5. For power outages, permanently installed stationary generators are better suited for providing backup power to the home. Even a properly connected portable generator can become overloaded. This may result in overheating or stressing the generator components, possibly leading to a generator failure.
Follow these tips to prevent fires:
1. Never store fuel for your generator in the home. Gasoline, propane, kerosene, and other flammable liquids should be stored outside of living areas in properly-labeled, non-glass safety containers. Do not store them near a fuel-burning appliance, such as a natural gas water heater in a garage. If the fuel is spilled or the container is not sealed properly, invisible vapors from the fuel can travel along the ground and can be ignited by the appliance’s pilot light or by arcs from electric switches in the appliance.
2. Before refueling the generator, turn it off and let it cool down. Gasoline spilled on hot engine parts could ignite.
As one of the nation’s leading authorities on backup power generators, US Power carries a full inventory. Here are a few more tips on generator safety:
People should consider stand-by generators to protect the following:
1. Keep homes powered up, safe and comfortable
2. Computer networks and systems
3. Internet connections
4. Communications systems including telephones
5. Cash register machines
6. Plant operations and potable water systems
7. Refrigeration machines to keep inventory from spoiling
Stand-by generators can provide the following features:
1. Quick start time: 10 seconds or less compared to the 2-minute delay other fuel sources generate.

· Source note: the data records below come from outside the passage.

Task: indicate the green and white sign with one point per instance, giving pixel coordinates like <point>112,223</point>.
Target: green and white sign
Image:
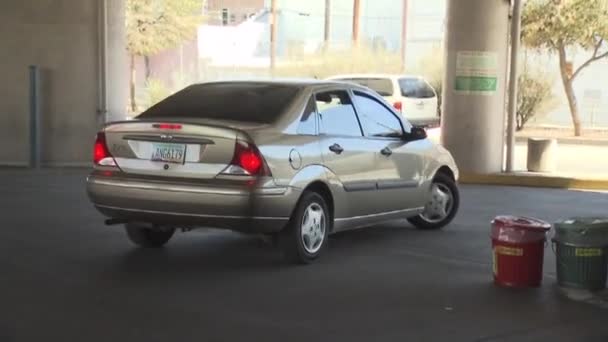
<point>476,73</point>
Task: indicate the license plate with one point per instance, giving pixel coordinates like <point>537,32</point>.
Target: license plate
<point>169,153</point>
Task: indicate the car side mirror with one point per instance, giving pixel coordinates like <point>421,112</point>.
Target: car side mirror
<point>416,133</point>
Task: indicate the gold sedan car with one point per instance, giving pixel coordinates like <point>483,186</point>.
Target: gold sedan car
<point>297,160</point>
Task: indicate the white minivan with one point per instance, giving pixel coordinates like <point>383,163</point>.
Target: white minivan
<point>411,95</point>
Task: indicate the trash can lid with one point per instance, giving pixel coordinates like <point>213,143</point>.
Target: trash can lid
<point>578,223</point>
<point>522,223</point>
<point>588,231</point>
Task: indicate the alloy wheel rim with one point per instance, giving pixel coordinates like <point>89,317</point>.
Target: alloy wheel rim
<point>440,204</point>
<point>313,228</point>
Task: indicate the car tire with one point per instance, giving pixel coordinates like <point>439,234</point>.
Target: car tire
<point>148,237</point>
<point>447,186</point>
<point>305,236</point>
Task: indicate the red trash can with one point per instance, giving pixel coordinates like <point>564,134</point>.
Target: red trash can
<point>518,248</point>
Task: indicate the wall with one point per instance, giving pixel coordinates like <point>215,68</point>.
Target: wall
<point>62,37</point>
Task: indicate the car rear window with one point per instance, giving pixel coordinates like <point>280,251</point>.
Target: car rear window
<point>249,102</point>
<point>415,88</point>
<point>382,86</point>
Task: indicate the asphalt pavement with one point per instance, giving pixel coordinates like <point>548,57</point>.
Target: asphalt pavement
<point>64,276</point>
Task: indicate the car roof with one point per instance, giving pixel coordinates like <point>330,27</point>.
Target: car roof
<point>290,82</point>
<point>391,76</point>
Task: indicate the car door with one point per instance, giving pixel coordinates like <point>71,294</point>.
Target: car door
<point>344,150</point>
<point>398,163</point>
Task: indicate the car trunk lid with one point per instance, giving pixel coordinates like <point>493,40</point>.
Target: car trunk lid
<point>193,149</point>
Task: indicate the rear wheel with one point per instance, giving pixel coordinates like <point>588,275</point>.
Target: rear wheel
<point>148,237</point>
<point>442,205</point>
<point>306,234</point>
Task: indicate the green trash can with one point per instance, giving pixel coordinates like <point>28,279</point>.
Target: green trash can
<point>581,251</point>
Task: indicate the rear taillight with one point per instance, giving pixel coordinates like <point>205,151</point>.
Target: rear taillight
<point>398,106</point>
<point>247,161</point>
<point>101,154</point>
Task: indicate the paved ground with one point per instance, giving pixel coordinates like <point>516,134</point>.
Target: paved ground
<point>572,160</point>
<point>66,277</point>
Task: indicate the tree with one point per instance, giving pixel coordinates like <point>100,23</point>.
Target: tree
<point>563,26</point>
<point>157,25</point>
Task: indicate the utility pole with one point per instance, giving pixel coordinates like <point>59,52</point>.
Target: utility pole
<point>327,33</point>
<point>273,34</point>
<point>404,34</point>
<point>513,78</point>
<point>356,16</point>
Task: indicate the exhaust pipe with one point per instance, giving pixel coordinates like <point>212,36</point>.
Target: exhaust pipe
<point>114,222</point>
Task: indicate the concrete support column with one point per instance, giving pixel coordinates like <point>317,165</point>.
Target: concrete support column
<point>117,68</point>
<point>474,85</point>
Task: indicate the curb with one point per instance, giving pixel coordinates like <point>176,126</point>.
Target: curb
<point>535,181</point>
<point>568,141</point>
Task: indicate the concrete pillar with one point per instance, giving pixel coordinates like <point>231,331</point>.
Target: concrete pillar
<point>117,68</point>
<point>474,85</point>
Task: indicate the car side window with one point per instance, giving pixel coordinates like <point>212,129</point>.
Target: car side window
<point>376,119</point>
<point>426,92</point>
<point>308,123</point>
<point>416,88</point>
<point>337,114</point>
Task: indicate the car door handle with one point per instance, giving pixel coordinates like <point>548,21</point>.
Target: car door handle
<point>337,149</point>
<point>386,151</point>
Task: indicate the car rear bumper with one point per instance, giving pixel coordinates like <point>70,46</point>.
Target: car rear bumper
<point>249,210</point>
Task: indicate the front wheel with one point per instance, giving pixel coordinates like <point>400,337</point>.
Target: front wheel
<point>148,237</point>
<point>442,205</point>
<point>306,234</point>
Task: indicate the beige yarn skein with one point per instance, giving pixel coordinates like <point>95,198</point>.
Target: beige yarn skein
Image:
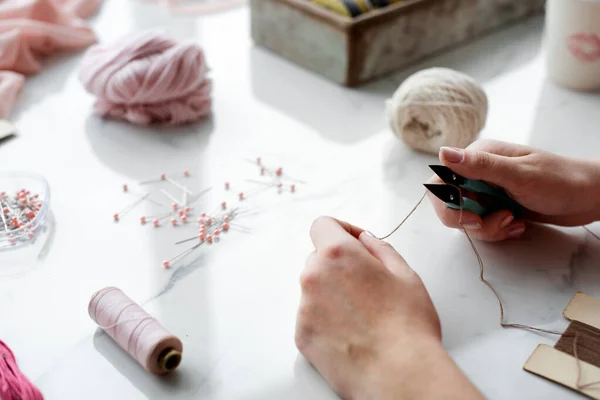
<point>437,107</point>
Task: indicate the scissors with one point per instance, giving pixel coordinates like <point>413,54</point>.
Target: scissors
<point>474,195</point>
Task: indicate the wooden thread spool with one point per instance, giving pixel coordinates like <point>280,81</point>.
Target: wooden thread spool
<point>136,332</point>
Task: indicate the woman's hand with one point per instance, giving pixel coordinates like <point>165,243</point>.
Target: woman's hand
<point>554,189</point>
<point>367,323</point>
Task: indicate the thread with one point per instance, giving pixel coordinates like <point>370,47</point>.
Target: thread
<point>13,384</point>
<point>139,334</point>
<point>148,78</point>
<point>575,330</point>
<point>437,107</point>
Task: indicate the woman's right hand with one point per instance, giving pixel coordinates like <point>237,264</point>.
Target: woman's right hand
<point>554,189</point>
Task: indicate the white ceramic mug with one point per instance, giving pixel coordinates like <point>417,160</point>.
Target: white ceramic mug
<point>573,43</point>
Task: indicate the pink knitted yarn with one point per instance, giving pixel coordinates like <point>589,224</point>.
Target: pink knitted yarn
<point>13,384</point>
<point>148,78</point>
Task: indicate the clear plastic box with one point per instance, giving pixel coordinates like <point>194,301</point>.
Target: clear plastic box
<point>11,183</point>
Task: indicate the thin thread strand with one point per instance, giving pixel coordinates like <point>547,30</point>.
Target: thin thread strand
<point>578,384</point>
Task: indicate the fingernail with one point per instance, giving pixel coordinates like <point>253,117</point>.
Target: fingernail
<point>516,233</point>
<point>506,221</point>
<point>451,154</point>
<point>472,226</point>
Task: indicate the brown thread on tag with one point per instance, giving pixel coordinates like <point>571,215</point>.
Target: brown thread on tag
<point>591,348</point>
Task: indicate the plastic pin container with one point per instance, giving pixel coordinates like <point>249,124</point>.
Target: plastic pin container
<point>10,184</point>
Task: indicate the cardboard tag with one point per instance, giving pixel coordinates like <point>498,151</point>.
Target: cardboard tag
<point>562,368</point>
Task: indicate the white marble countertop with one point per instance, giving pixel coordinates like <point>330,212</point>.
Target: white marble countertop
<point>234,304</point>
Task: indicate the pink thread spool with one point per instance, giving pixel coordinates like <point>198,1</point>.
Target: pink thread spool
<point>136,331</point>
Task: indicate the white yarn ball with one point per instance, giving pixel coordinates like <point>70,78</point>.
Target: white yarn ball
<point>437,107</point>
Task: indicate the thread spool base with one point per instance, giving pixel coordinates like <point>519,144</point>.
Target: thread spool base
<point>169,359</point>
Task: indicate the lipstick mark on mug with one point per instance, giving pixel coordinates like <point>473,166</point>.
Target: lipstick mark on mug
<point>584,46</point>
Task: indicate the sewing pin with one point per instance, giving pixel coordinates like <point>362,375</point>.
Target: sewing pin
<point>163,177</point>
<point>167,264</point>
<point>179,186</point>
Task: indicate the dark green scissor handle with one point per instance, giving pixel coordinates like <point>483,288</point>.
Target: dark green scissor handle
<point>501,201</point>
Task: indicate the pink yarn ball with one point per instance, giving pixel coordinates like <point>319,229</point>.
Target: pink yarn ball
<point>148,79</point>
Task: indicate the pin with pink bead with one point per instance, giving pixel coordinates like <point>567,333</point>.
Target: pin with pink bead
<point>24,204</point>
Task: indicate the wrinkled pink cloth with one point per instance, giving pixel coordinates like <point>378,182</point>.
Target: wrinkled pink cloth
<point>148,78</point>
<point>11,84</point>
<point>31,29</point>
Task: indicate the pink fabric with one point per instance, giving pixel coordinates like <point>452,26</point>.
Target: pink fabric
<point>11,84</point>
<point>31,29</point>
<point>148,78</point>
<point>13,384</point>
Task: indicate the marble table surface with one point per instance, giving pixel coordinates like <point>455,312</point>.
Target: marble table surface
<point>233,304</point>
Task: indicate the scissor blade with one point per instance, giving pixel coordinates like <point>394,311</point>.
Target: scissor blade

2. Disaster utility: Stand-by generators provide continuous power during a blackout or outage caused by tornadoes, hurricanes and other natural disasters.
3. Reliable: Stand-by generators restore power quickly and continuously to small businesses in any industry, as well as homes in every neighborhood.
4. Availability: Unlike most generator suppliers, US POWER has a full stock of inventory ready for immediate shipment to any part of the US and abroad.
What are the basic safety tips for using portable generators?
1. Use the appropriate sized power cords recommended by the manufacturer to carry the electrical load.
2. Never run cords underneath rugs or carpets where heat could build up or a damaged cord could go unnoticed.
3. Never connect generators to another power source such as power lines. The back-feed of electricity can be fatal.
4. To avoid the risk of carbon monoxide poisoning, never run a generator in an enclosed space, such as a basement, connected garage or enclosed porch.